Salivazione abbondante e morsi

Generalmente quando i primi dentini stanno per aprirsi il varco nelle gengive i sintomi più evidenti sono: una salivazione abbondante e i morsi, nel senso che il piccolo comincia a mordicchiare tutto ciò che gli capita a portata di bocca.

In questa fase possiamo parlare già di fastidio. Cosa possiamo fare? Per prima cosa è indispensabile asciugargli spesso il visino affinché la parte sensibile intorno alla bocca non si irriti. Per fare questo si possono usare i bavaglini o piccole tovagliette in puro cotone.

Un piccolo suggerimento. Quando vedi che il piccolo inizia ad essere nervoso prova ad alleviare il dolore facendogli mordere una pezzuola umida conservata all’interno del frigo dentro un contenitore per alimenti. In questo caso, ovviamente, è importante cambiare la pezzuola dopo ogni singolo uso.

Oltre le pezzuole, è possibile trovare e acquistare diversi giocattoli in gomma creati apposta per alleviare il fastidio della dentizione, anche questi possono essere conservati all’interno del frigo ma non del congelatore.

Evita prodotti che contengono gel o liquido per evitare che con l’uso intensivo possano far fuoriuscire ciò che vi è dentro.Anche un massaggio fatto con il dito può essere un buon rimedio.La perdita di fame o il cambiamento del ritmo sonno/veglia contribuiscono a farlo diventare nervoso e più indisponente.

Il calendario della dentizione

Se, come abbiamo detto, l’età in cui spuntano i dentini è arbitraria, l’ordine in cui questi spuntano è abbastanza regolare. Ma se vi sono delle anomalie, non temere e non ti allarmare.

Può capitare, raramente ma succede, che il bambino possa nascere con uno o due dentini o che questi spuntino nelle prime settimane di vita. Se non interferiscono con l’alimentazione e non rappresentano una minaccia per il pupo non è necessario procedere con l’estrazione.

I primi dentini ad uscire sono i due incisivi centrali inferiori, a cui seguono i quattro incisivi superiori. All’incirca dopo un mese spuntano gli incisivi laterali inferiori, e soltanto successivamente i primi molari.

I canini sono i dentini che spuntano per ultimi.

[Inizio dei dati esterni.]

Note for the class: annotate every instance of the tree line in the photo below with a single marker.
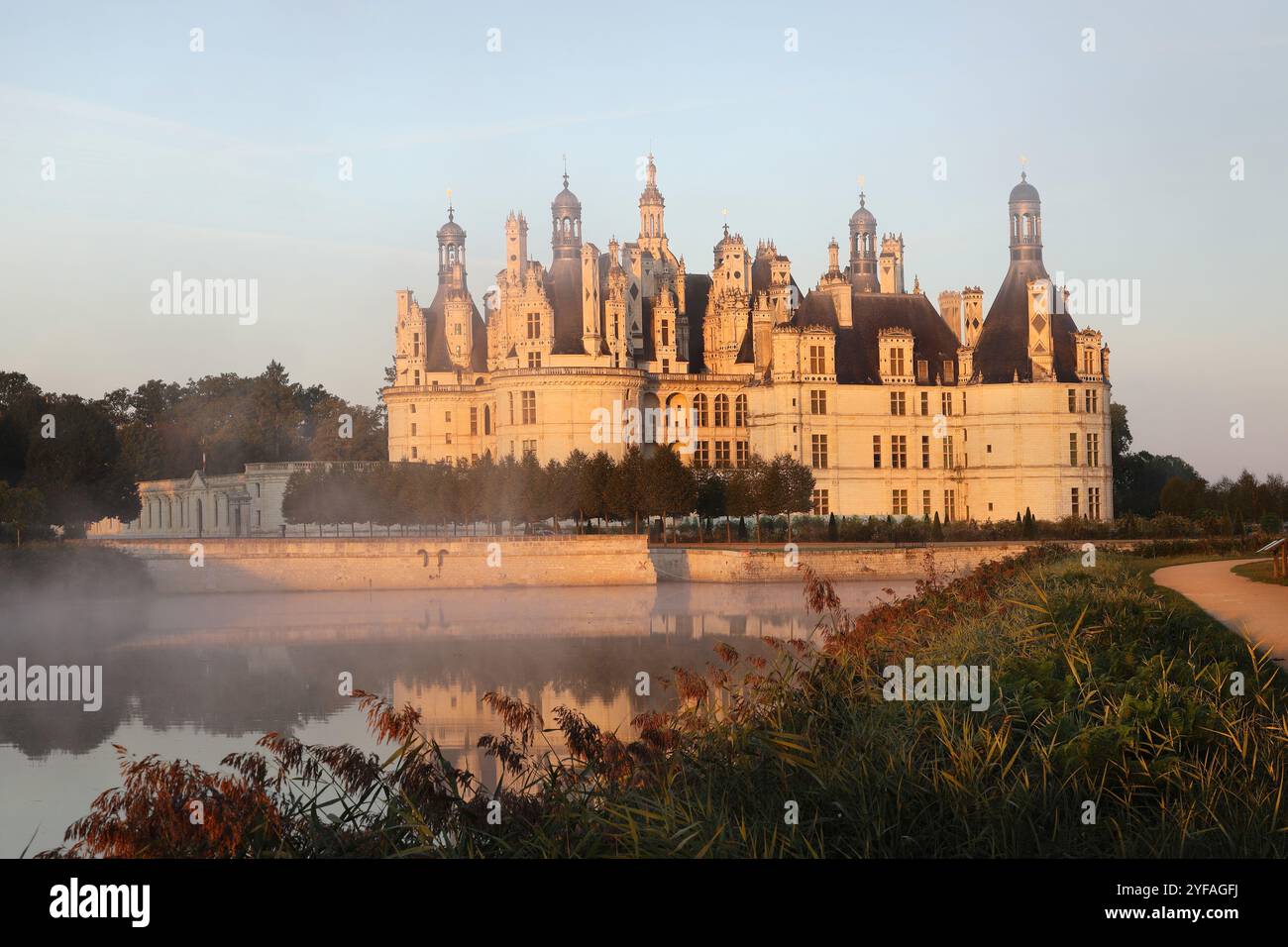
(67, 460)
(523, 492)
(1149, 483)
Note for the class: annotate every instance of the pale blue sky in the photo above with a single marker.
(224, 163)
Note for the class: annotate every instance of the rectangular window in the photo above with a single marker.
(816, 360)
(900, 450)
(721, 454)
(818, 451)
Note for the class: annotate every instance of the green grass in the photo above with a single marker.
(1107, 689)
(1260, 573)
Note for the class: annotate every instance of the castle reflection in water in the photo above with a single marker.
(197, 677)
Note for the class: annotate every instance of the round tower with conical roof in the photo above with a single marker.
(566, 224)
(863, 249)
(1025, 222)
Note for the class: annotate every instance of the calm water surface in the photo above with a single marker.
(200, 677)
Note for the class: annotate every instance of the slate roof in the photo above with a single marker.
(436, 337)
(1003, 350)
(857, 350)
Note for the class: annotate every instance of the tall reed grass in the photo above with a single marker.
(1106, 689)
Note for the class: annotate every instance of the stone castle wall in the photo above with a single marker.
(331, 565)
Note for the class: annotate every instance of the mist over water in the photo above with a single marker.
(198, 677)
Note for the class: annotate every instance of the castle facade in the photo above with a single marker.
(897, 407)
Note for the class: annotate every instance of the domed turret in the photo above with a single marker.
(451, 250)
(863, 249)
(566, 223)
(1025, 213)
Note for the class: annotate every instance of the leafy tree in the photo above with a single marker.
(790, 487)
(742, 496)
(709, 500)
(671, 486)
(595, 487)
(78, 471)
(21, 508)
(629, 486)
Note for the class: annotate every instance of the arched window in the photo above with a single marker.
(699, 410)
(721, 410)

Questo processo, in cui i 20 denti da latte, così chiamati per differenziarli dai denti definitivi, vengono interamente fuori si completa prima che il bambino compia tre anni.

Chiaramente, se dovessi accorgerti di un ritardo eccessivo o di un’importante anomalia che si distacca da quanto detto, rivolgiti al tuo pediatra per valutare attentamente la situazione e capire se si tratta di una normale diversità fisiologica o di una qualche carenza che si può risolvere dando al piccolo degli integratori vitaminici.